22:39karolherbst: pmoreau: :D it got optimised into a shladd
22:39pmoreau: tstellar: Here is what I needed to do https://phabricator.pmoreau.org/diffusion/MESA/browse/nouveau_spirv_support/src/gallium/state_trackers/clover/spirv/invocation.cpp;2cf57e2672a1e0bf40cb2b5328b12dfd416730c0$699-722
22:39karolherbst: pmoreau: which doesn't know the hi subop I think
22:40pmoreau: No, I meant clang::CompilerInstance.getProcessorOpts().SupportedPragmas
22:42tstellar: pmoreau: What version of clang are you using?

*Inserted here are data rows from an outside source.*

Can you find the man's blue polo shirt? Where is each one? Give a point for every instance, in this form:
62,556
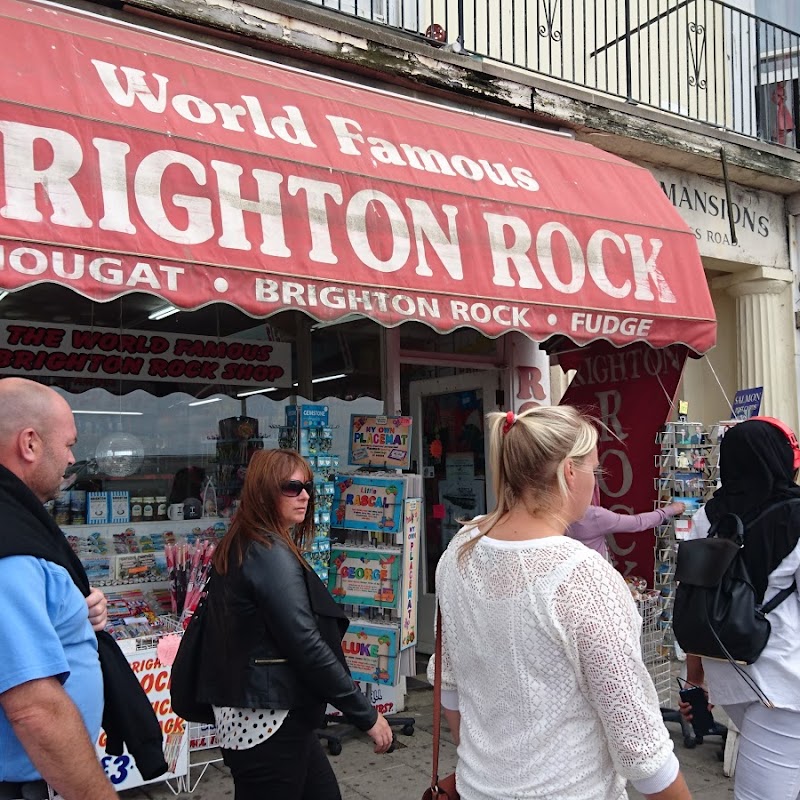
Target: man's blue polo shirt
44,632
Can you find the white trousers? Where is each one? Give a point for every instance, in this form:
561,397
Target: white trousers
768,765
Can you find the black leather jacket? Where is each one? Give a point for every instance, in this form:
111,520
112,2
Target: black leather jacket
273,640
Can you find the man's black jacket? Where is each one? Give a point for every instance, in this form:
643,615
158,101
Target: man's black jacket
128,717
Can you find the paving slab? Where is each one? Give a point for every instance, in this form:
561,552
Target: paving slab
405,773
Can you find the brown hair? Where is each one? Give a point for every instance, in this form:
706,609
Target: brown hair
257,516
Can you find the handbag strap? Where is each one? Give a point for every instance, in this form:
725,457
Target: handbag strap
437,701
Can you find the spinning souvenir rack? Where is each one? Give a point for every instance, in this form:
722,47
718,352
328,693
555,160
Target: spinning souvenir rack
364,534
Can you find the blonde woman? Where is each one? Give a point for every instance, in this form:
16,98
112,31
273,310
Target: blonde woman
543,683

22:42pmoreau: SPIRV-LLVM, which is almost based on 3.6 (missing a few patches from 3.6 I think) https://github.com/KhronosGroup/SPIRV-LLVM/
22:44tstellar: pmoreau: Oh ok, that's pretty old. Did you ever look at clspv ?
22:44pmoreau: I quickly did but I haven’t tried using it.
22:44tstellar: pmoreau: A lot of stuff has been fixed in trunk since 3.6.
22:44pmoreau: That makes sense
22:44pmoreau: 3.6 is quite ancient
22:45pmoreau: clspv is generating Vulkan SPIR-V and might not be able to support everything OpenCL can, but it could be good enough for now.
22:45tstellar: pmoreau: Yeah AMD especially has been putting a lot of work into the frontend in the last year+
22:46pmoreau: There is also https://github.com/thewilsonator/llvm-target-spirv/ which I wanted to try, but haven’t yet. It’s a rebase of SPIRV-LLVM on top of trunk + some more work I think.
23:35karolherbst: pmoreau: can you check what nvidia is doing for sign()?